The lecture will air May 4 as part of the network’s “American History TV” series, which broadcasts 48 hours of history programming each weekend. In addition to lectures, the program includes interviews with historians and book discussions.

“The goal is to have someone who is interested in history learn something and find the class interesting,” C-SPAN producer Russell Logan said. “The idea is that we can get these snapshots from around the country of what it’s like to sit a day in a college classroom. We’re hoping that it comes across as having something of an authentic feel and that it’s different [from] a public event.”

According to Arts and Sciences Communications Officer Maggie Moore, it is not uncommon for C-SPAN to film history classes at Georgetown; the network asks several times a semester to cover lectures on the Hilltop.

Once a professor has given permission, the Office of Communications coordinates with C-SPAN to arrange the logistics for filming. Students are informed prior to the filming and are accommodated if they do not want to be on camera.

As part of the same series, C-SPAN broadcasted a lecture about emancipation and the enlistment of black soldiers from associate history professor Chandra Manning’s course “Civil War and Reconstruction History” last spring.

“There are big cameras looking at you, but after a while you stop noticing them because the students are still there, and I talk to them the way I normally would,” Manning said. “That is what [C-SPAN] is going for. They want to try to capture, so far as they can, how a classroom usually runs. That’s the idea behind the program.”

According to Logan, C-SPAN chooses Georgetown professors because of their familiarity with the network.

“We know that they are interesting to listen to and are good speakers,” Logan said. “We are looking for people who are considered good classroom lecturers.”

Kazin, who said he has appeared on C-SPAN two dozen times throughout his career to deliver lectures and discuss his books, chose his lecture on cultural conflict in the United States in the 1920s for last month’s filming.

Besides having to hold class in a different location and remain still while lecturing, Kazin said that the film crew did not disturb the class.

“I think it’s a great service, especially for people who want to learn about American history, so I’m happy to help them,” he said.

Matt Dever (COL ’16), a student in Kazin’s course, said that class proceeded as usual.

“The most difficult part was simply remembering to go to the [Intercultural Center] auditorium instead of the usual classroom,” he said. “The camera crew simply made sure we were all front and center, and I was not bothered by their presence. … It felt like little more than a regular lecture, just in a different location.”

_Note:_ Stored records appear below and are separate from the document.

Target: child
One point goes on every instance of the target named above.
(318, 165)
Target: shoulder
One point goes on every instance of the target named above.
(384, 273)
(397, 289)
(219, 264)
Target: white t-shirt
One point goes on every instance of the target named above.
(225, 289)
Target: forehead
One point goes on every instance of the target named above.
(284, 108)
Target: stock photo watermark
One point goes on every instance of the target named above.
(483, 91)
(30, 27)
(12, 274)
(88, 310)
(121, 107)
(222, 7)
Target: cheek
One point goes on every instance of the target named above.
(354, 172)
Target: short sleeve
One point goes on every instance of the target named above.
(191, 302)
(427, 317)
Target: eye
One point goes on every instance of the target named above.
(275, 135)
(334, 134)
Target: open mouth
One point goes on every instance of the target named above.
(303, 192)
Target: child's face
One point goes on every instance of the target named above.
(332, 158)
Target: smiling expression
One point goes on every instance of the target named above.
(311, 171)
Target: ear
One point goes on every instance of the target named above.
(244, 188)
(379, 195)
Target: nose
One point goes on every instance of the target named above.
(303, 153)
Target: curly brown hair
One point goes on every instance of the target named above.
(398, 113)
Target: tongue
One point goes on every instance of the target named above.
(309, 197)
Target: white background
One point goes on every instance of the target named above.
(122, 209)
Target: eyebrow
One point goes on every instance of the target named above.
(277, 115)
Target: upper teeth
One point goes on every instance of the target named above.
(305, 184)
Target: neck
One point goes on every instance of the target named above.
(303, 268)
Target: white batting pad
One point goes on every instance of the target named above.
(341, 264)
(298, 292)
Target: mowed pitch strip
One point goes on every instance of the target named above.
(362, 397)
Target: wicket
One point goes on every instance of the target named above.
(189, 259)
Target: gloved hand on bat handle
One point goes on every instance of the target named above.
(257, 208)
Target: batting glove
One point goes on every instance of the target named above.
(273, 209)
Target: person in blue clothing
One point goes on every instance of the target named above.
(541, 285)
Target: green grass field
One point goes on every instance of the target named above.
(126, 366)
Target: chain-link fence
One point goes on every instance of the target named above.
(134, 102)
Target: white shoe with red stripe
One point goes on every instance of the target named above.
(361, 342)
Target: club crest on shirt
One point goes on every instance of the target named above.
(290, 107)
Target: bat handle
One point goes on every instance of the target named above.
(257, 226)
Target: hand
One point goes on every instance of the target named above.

But Manning said that some aspects of classroom lectures can get lost on television.

“I don’t believe the interactive-style lecture … that I use translates all that well to a taped format,” she said.

Nonetheless, Dan Stewart (COL ’13), a former student in Manning’s course, agreed that filming these classroom lectures is worthwhile.

“I think that the topic of my class is of strong interest to many people not attending classes here at Georgetown,” Stewart said. “Making it accessible on a grand scale is something that we should be doing.”

Because C-SPAN aims to air a variety of lectures, it will not film anything else at Georgetown for the “American History TV” series this semester.